— Наши! — кричу я. — Наши! Эй вы, слышите?
…Они не идут, они бегут беспорядочной толпой. Опять овраг, серое поле, стрела «Хозяйство Полушкина».
— Вон, вон, за соснами!
Теперь уже все видят двигающиеся между деревьями красные звезды на башнях танков.
И все, кто мог и не мог: раненые на костылях, женщины с детьми на руках, мальчики, — рванулись через поле к танкам. Они бежали, падали, подымались, снова бежали и кричали.
Никто не мог после сказать и припомнить, что он кричал. Кричали: «Ура! Наши!» Кричали: «Братцы, танки!» Кричали: «Русские!» И просто кричали: «Мама!»
И многие плакали.
Как мираж на горизонте появился и поплыл навстречу, весь в живых, подымающихся к небу голубых дымах, освещенный ярким восходящим солнцем, белый город.
Было такое же раннее утро, когда мы выходили из Киева к дарницким мостам. Сколько времени прошло с тех пор? Год, десять лет, целая жизнь? Неужели это было только два с половиной месяца назад? Неужели в семьдесят девять дней можно столько втиснуть?
Позади Киевская, Полтавская, Харьковская, Сумская, Курская области, а тут уже Воронежская. Если бы идти в мирное время по шоссе, по асфальтовым дорогам напрямик, то семьсот километров, а сейчас, считая все крюки, обходы, будет и вся тысяча.

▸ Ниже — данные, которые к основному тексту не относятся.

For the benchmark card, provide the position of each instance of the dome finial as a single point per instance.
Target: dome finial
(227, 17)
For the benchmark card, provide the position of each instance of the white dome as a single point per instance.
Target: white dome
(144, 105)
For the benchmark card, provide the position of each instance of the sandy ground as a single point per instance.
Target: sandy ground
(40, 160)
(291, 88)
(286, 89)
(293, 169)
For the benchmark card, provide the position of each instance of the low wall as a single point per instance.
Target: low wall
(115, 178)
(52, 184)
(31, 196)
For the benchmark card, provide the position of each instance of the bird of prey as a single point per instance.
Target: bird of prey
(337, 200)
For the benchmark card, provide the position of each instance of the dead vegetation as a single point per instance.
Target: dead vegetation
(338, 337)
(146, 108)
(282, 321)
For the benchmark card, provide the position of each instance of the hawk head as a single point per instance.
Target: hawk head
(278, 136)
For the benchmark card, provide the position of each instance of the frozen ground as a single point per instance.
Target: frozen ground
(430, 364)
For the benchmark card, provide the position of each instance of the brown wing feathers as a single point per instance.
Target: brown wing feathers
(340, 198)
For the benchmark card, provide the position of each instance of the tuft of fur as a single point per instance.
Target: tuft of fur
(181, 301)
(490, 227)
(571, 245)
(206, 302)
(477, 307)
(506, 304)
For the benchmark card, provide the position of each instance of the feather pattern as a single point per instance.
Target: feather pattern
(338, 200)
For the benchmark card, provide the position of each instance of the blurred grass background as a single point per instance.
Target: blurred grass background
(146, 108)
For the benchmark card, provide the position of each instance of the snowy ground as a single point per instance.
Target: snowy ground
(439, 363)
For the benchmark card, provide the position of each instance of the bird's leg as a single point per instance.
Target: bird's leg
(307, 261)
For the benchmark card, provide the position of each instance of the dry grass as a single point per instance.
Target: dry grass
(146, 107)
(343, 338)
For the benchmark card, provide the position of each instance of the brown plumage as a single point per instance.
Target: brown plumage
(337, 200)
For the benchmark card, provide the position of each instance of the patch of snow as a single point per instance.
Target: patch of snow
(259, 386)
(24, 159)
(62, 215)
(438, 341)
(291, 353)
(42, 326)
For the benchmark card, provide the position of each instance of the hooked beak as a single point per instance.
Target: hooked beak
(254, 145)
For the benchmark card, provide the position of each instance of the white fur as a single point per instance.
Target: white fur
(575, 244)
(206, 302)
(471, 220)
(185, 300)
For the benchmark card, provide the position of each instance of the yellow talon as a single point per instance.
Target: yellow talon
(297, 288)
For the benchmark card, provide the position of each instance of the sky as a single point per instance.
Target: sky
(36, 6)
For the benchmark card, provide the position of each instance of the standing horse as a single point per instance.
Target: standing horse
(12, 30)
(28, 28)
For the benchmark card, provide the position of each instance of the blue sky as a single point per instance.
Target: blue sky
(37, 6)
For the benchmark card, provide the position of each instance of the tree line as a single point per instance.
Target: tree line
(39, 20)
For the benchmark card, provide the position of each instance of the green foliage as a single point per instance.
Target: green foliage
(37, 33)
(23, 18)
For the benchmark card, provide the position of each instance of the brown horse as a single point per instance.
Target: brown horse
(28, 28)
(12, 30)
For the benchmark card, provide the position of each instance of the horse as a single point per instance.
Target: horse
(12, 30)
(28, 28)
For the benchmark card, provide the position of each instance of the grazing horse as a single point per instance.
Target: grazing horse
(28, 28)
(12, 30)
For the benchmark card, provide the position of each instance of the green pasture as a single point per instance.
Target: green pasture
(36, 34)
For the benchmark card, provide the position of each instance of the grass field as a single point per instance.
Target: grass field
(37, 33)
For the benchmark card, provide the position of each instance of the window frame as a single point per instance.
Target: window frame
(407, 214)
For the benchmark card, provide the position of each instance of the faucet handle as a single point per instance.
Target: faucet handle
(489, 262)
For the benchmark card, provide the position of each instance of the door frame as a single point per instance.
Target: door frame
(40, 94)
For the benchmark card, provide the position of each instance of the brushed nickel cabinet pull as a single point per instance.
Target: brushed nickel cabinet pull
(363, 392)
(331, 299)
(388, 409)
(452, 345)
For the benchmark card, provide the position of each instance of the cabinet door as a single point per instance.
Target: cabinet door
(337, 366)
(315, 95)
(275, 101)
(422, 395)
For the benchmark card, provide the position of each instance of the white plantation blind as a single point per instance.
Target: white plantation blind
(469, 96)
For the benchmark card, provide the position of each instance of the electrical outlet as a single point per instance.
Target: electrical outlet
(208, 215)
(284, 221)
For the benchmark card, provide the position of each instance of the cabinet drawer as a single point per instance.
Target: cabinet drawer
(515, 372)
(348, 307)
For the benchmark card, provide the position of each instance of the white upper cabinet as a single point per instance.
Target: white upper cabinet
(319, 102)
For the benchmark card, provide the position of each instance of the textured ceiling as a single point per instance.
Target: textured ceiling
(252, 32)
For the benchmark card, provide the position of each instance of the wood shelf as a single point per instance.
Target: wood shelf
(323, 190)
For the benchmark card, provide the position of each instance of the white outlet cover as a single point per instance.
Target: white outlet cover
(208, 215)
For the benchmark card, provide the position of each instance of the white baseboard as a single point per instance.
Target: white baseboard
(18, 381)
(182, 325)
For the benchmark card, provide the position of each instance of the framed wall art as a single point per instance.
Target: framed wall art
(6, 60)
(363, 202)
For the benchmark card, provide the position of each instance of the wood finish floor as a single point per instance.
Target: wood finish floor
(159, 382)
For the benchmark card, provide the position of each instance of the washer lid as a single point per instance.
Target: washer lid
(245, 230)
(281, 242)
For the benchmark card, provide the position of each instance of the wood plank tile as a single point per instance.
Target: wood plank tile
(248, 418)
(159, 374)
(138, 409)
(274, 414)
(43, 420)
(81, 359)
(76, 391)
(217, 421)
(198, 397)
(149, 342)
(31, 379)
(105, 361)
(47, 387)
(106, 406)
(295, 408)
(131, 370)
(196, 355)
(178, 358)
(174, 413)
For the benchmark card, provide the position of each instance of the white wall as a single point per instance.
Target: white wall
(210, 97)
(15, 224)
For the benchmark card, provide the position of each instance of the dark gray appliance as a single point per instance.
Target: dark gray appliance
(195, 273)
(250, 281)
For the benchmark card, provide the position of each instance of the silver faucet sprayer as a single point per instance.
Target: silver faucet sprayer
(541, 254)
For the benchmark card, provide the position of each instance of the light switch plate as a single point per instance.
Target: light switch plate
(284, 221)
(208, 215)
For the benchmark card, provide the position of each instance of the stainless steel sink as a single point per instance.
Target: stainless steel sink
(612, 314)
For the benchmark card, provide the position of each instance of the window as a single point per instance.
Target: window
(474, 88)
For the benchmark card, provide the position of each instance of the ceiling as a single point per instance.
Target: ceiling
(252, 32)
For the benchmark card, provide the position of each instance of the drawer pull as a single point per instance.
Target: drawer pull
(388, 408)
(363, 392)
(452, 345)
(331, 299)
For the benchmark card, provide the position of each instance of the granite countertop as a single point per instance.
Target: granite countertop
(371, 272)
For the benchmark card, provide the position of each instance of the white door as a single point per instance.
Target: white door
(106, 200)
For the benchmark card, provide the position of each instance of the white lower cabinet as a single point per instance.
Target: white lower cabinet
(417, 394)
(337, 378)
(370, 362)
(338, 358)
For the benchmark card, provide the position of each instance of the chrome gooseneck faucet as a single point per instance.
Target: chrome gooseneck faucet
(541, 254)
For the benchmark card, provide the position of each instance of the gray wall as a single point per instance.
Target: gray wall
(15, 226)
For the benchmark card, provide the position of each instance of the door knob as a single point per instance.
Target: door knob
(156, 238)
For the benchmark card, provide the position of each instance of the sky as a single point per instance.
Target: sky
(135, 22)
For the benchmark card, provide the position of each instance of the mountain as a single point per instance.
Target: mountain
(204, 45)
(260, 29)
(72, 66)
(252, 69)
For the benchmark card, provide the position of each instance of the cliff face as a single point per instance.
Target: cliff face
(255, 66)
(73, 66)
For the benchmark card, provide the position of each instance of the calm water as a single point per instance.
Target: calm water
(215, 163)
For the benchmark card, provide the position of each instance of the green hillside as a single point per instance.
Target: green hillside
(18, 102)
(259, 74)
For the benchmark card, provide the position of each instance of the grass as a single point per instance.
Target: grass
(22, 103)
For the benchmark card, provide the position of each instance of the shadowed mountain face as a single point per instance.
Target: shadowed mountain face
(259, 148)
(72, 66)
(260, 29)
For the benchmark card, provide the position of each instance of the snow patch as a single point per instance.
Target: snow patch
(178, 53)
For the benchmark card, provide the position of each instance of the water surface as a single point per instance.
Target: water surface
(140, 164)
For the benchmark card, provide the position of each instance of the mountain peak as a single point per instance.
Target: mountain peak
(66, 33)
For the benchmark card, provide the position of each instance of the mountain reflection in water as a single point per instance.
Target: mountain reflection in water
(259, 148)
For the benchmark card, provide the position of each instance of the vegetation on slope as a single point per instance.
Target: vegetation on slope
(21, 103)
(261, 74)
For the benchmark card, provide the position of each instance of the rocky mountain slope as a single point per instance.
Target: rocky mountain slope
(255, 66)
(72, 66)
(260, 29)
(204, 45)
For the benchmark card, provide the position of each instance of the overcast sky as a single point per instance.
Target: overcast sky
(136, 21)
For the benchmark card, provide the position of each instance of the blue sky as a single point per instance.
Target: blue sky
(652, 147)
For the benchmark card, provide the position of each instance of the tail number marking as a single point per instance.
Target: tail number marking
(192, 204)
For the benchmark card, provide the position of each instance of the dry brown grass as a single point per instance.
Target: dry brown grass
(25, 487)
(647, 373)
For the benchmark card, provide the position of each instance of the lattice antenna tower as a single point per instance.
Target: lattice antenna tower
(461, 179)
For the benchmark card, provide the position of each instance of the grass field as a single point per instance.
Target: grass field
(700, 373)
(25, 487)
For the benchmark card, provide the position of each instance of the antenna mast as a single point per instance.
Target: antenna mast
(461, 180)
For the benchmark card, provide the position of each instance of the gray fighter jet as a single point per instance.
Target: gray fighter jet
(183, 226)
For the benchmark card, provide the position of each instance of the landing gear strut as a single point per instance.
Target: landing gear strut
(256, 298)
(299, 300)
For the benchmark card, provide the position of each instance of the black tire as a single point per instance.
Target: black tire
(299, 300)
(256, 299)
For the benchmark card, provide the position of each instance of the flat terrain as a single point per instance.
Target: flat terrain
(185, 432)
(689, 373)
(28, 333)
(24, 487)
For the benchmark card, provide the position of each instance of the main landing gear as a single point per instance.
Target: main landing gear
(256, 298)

Там, вдали, где был город, в воздухе что-то рождалось, сначала жалобное, тоненькое, пискливое, точно кричал ребенок, которого не выпускали на улицу, а потом, набирая силы, все громче, басом, сотрясая окрестности.
— Что это? — спросил я шофера, который копался в моторе остановившейся на дороге машины.
Шофер удивленно взглянул на меня.
— Фабрика, что, не понимаешь?
— А-а!
Фабричный гудок ревел протяжно, долго в пустынном одиночестве утра, и казалось, все напрасно. Но вот на его призыв откликнулся еще один гудок, а потом и третий, и слились в едином хоре, который звал город с синими дымами, белые пустынные поля проснуться, жить, трудиться. С внезапной силой вернулось чувство возможности жизни.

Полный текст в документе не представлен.